2.32. EG 9.5 provides that the scope of the prohibition order will depend on the range of
functions which the individual concerned performs in relation to regulated activities,
the reasons why he is not fit and proper and the severity of risk which he poses to
consumers or the market generally.
2.33. EG 9.9 provides that when deciding whether to make a prohibition order against an
approved person and/or withdraw its approval, the FSA will consider all the relevant
circumstances of the case. These may include, but are not limited to, the following:
(1)
whether the individual is fit and proper to perform the functions in relation to
regulated activities. The criteria for assessing the fitness and propriety of
approved persons are set out in FIT 2.1 (honesty, integrity and reputation), FIT
2.2 (competence and capability) and FIT 2.3 (financial soundness) (EG 9.9(2));
(2)
whether, and to what extent, the approved person has failed to comply with the
Statements of Principle issued by the FSA with respect to the conduct of
approved persons, or been knowingly involved in a contravention by the
relevant firm of a requirement imposed on the firm by or under the Act
(including the Principles and other rules (EG 9.9(3)(a) and (b));
(3)
the relevance and materiality of any matters indicating unfitness (EG 9.9(5));
(4)
the length of time since the occurrence of any matters indicating unfitness (EG
9.9(6));
(5)
the particular controlled function the approved person is (or was) performing,
the nature and activities of the firm concerned and the markets in which he
operates (EG 9.9(7)); and
(6)
the severity of the risk which the individual poses to consumers and to
confidence in the financial system (EG 9.9(8)).

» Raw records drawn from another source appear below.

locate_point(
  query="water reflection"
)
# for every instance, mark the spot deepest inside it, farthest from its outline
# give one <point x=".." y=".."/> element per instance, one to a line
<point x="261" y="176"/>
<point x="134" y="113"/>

2.34. EG 9.12 provides a number of examples of types of behaviour which have previously
resulted in the FSA deciding to issue a prohibition order or withdraw the approval of
an approved person. The examples include:
(1)
serious lack of competence (EG 9.12(4)); and
(2)
serious breaches of the Statements of Principle for approved persons (EG
9.12(5)).
2.35. EG 9.23 provides that in appropriate cases the FSA may take other action against an
individual in addition to making a prohibition order and/or withdrawing its approval,
including the use of its power to impose a financial penalty.